Sun, Jan 28, 2007 - Page 23 News List

Pakistan fight back after terrible start

DAY ONE Three late wickets took the shine off a good opening day for the Proteas after they took advantage of a testing surface to dismiss the tourists for just 157

AFP , CAPE TOWN

Pakistan bowler Shaid Nazir, left, celebrates the dismissal of South African batsman and captain Graeme Smith during the first day of the third Test match at Newlands stadium in Cape Town, South Africa, on Friday.

PHOTO: AFP

Pakistan fought back after a first innings collapse on the first day of the series-deciding third and final Test against South Africa at Newlands on Friday.

South Africa were 131 for five at the close of play in reply to Pakistan's 157 all out.

Mohammad Yousuf saved Pakistan from total embarrassment, hitting more than half his team's runs before being last man out for a sparkling 83, made off 90 balls.

Makhaya Ntini and Jacques Kallis took four wickets each as Pakistan's batting folded after they were sent in to bat.

South Africa lost two early wickets to opening bowler Mohammad Asif before South African captain Graeme Smith (64) and senior batsman Jacques Kallis (28) put on 80 for the third wicket to put the home team in charge.

But Kallis and Smith were out before the close, and were joined by AB de Villiers, who missed a googly from leg-spinner Danish Kaneria, as Pakistan bowled themselves back into contention on a pitch which helped both seam and spin bowlers.

Late lapse

It could have been better for the tourists if wicketkeeper Kamran Akmal had not added to a list of lapses in the series when he missed a straightforward stumping chance when Ashwell Prince, on nine, went down the wicket to Kaneria and the ball went for four byes.

Prince was unbeaten on 18 at the close.

South African coach Mickey Arthur was confident that his team could win if they could gain a reasonable first innings lead.

"If we get 100 ahead we can control the Test," he said before adding that he thought the pitch was unlikely to last five days. "You look down the wicket and it looks as though there are two different playing surfaces."

Yousuf agreed the pitch was also a testing strip.

"It's not an easy wicket but if you can get in you can make runs," said Yousuf who added that he had prepared for the tour by batting on a concrete slab against a bowling machine, practising to leave the ball and to hook and cut.

With the teams locked at 1-1, South African captain Graeme Smith gambled successfully that his fast bowlers would be able to make early inroads on a pitch which he believed had some moisture.

Eight of the batsmen dismissed fell to catches behind the wicket or in the slips.

A strange-looking pitch was bare at the southern Wynberg end, with bowlers' footmarks already prominent on the first day, while the Kelvin end was well-grassed.
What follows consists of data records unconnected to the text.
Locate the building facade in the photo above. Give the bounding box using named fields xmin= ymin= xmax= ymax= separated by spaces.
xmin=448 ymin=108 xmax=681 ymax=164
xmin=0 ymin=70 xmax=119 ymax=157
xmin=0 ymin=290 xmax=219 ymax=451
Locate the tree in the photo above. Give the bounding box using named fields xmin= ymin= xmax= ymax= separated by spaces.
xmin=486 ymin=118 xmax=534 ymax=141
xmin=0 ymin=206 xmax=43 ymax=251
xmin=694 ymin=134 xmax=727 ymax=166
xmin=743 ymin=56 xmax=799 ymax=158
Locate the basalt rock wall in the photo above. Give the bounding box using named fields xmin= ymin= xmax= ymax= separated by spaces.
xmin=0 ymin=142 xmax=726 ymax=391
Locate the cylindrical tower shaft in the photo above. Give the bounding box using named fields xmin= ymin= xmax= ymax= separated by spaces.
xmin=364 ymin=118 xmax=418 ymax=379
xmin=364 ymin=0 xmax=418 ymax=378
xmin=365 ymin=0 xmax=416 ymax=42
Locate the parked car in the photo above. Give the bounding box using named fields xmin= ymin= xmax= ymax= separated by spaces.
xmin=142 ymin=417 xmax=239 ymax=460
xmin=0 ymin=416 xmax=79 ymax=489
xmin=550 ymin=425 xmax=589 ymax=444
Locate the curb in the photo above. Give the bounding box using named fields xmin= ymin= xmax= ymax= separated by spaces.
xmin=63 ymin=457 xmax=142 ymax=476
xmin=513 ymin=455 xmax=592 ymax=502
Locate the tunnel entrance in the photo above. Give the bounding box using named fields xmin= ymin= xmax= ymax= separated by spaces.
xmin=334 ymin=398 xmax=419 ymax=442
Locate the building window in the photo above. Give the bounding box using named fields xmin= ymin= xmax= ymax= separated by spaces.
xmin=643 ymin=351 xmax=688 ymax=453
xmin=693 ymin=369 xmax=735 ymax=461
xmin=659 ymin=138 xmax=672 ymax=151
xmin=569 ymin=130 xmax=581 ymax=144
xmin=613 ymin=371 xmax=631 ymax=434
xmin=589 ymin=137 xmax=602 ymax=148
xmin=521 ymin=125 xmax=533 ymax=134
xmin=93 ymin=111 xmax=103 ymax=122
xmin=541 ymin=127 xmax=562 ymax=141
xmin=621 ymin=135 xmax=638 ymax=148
Pakistan made a bright start when nine runs were scored off Dale Steyn's first over, including two fours by Mohammad Hafeez, but the rest of the morning was an uphill struggle for the batsmen.

Hafeez was caught by De Villiers at third slip for 10 when he got a thick edge to a lifting delivery from Ntini, who struck again when he had Yasir Hameed caught by Kallis at second slip for seven.

Kallis strike

Kallis replaced Steyn and took a wicket in his second over when left-handed opener Imran Farhat (20) was squared up and edged a catch to Smith at first slip.

Younis Khan, one of the heroes of Pakistan's five-wicket win in the second Test in Port Elizabeth, fell for eight when he chased a wide ball from Kallis.

Captain Inzamam-ul-Haq was caught behind off Andrew Hall soon after lunch and was quickly followed by Kamran Akmal.

Yousuf and Mohammad Sami shared the only worthwhile partnership of the Pakistan innings, putting on 60 for the seventh wicket off only 58 balls, of which Sami made four.